Photography lets us be forces for good by making images that can be as simple as making portraits of our loved ones that they and other family members will cherish. Years ago I wrote what I refer to as my “Yes, Patricia” post about the important role image makers play in the lives of people around us. And this leads me to the second part…
I think we often underestimate the positive effects that our photographs can have on the world around us. Though I’m often critical about the role social media plays in today’s society, there’s no doubt there are positive aspects too. An image can be Tweeted and Pinned thousands of times, influencing people and creating an avalanche of good will for the photographer and the subject of the photograph.
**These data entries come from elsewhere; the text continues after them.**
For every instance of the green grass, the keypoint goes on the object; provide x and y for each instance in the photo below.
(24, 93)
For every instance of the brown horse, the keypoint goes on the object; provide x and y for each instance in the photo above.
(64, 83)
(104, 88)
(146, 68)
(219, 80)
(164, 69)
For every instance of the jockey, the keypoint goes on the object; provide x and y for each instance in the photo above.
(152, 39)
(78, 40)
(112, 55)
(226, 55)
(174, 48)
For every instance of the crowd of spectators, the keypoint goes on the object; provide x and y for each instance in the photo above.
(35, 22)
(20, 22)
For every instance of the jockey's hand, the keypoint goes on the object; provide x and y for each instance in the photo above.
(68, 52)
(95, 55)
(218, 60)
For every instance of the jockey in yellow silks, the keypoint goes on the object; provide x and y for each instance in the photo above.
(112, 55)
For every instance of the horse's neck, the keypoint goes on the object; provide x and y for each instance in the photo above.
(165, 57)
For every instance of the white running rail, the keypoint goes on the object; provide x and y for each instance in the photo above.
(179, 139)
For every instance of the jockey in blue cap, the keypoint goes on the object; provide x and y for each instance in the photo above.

There is no doubt this explosion of images was stimulated by the immediacy of digital capture but digital cameras accomplished something else and that was also to stimulate the use of film and film cameras among a younger generation, saving these wonderful instruments from the dustbin of history. This trend brings into play a generation of photographers who are all about making and sharing how they see world with others by using film. And there is no other medium that does this as perfectly as photography.
Cameras are Time Machines allowing us to capture sign markers on our road of life. I enjoy seeing the love expressed in the portrait of Mary’s parents that she made on the occasion of her mother’s 90th birthday. Mary’s mother is no longer with us but the photographs shows us how these kinds of images are just a few of the reasons I’m proud to be a photographer and so should you.